Tuesday, September 29, 2009

Chicken Noodle Soup and Home made Stock

I had a craving for some old fashioned home made chicken noodle soup the way my mother made it. She would bake a chicken and use the dripping with canned chicken stock and add root veggies and celery salt. Cook up some yolk free egg noodles and we have our selves a winner.

I decided to alter the recipe by making the chicken broth from scratch. I had so much success with vegetable and beef stocks I figured chicken couldnt be much harder. Turns out it was easier than either as the directions say to only boil everything for 2 hours and there doesnt seem to be a lot of fat at the surface to skim.

After I baked my chicken I put the carcass in with two quartered yellow or brown onions (dont peel ! the outside peel deepens the broth color), some celery (tops are okay), carrots (also dont peel), some flat Italian parsley (half the bunch cause I love parsley flavor) and then a bay leaf, a few whole pepper corns, some dried mushrooms and two quartered Roma tomatoes. The last two aren't typical stock ingredients but I find it will richen the flavor. My book tells me to only cook the stock 2 hours max. I was surprised at how dark it was after two hours so I figured I'd follow the directions and stop there. I froze most of it for later uses. So far I have to say it looks richer than my other stocks so much so that I added water to it when I made the soup. It is also the tastiest !

For the soup I sautéed some sliced thin onions and then a few bulk pieces of carrots and celery along with a few thin slices of turnip.

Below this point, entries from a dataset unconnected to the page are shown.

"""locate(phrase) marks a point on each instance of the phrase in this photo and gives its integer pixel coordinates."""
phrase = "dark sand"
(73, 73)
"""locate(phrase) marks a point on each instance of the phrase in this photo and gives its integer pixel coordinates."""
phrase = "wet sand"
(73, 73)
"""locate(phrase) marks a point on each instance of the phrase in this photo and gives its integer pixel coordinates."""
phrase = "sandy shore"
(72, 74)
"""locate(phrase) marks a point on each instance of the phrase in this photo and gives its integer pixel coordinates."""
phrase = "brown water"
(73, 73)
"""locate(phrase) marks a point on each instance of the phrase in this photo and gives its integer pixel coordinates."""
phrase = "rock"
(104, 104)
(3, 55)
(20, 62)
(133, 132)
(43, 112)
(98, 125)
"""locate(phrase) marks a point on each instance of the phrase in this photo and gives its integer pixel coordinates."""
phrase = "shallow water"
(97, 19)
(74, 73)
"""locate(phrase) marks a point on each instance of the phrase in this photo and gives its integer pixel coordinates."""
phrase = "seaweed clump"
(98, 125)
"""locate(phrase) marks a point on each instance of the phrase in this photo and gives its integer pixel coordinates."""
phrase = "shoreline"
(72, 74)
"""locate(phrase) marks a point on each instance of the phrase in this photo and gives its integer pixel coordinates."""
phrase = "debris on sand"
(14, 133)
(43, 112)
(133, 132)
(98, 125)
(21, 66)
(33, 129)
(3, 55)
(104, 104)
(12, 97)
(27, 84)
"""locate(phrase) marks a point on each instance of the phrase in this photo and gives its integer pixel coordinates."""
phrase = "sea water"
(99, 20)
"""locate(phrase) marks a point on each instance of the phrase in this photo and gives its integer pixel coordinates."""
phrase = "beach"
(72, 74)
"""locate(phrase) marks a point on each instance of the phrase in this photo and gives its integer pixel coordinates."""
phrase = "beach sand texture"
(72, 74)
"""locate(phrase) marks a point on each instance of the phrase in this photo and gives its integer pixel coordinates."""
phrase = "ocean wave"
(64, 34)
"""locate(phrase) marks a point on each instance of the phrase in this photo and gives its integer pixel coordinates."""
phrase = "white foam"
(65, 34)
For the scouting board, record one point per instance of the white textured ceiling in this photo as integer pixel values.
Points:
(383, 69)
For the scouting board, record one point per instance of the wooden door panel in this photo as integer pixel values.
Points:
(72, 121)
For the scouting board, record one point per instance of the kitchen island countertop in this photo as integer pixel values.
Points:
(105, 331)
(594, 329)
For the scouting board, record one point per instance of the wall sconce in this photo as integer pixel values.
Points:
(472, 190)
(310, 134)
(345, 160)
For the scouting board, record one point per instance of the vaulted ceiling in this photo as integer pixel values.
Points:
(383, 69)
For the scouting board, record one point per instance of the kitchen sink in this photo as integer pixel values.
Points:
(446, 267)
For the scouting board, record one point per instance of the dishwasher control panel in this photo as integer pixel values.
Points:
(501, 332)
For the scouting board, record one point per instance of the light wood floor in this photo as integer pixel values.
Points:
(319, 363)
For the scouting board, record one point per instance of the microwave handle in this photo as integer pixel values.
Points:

Well I hope it was turnip cause it was labeled rutabaga at the store but somebody told me they are pretty much the same thing. It did kind look like turnips but with a slightly different color than I remember. After the onions were soft enough I added generous amounts of celery salt. The homemade stock is very much unsalty so you will almost always have to add salt to a soup made with your own stock. I prefer to be in charge of how much salt I add anyway. The stock went in next with some water and after adding some pepper and letting it simmer I added the large chunks of the cooked chicken.

In a separate pot I boiled the noodles and drained then when done. Yolk free egg noodles cook up pretty quick so its good to keep an eye on them. After the noodles were done I put some in a bowl and ladled the soup on top. I also store the noodles in a different container as they can get mushy/ break apart if actually left in the soup. The nice thing is as you reheat the broth it cooks down more making it more yummy. The noodles can be put in a bowl cold and they will warm up once the hot broth is ladled on.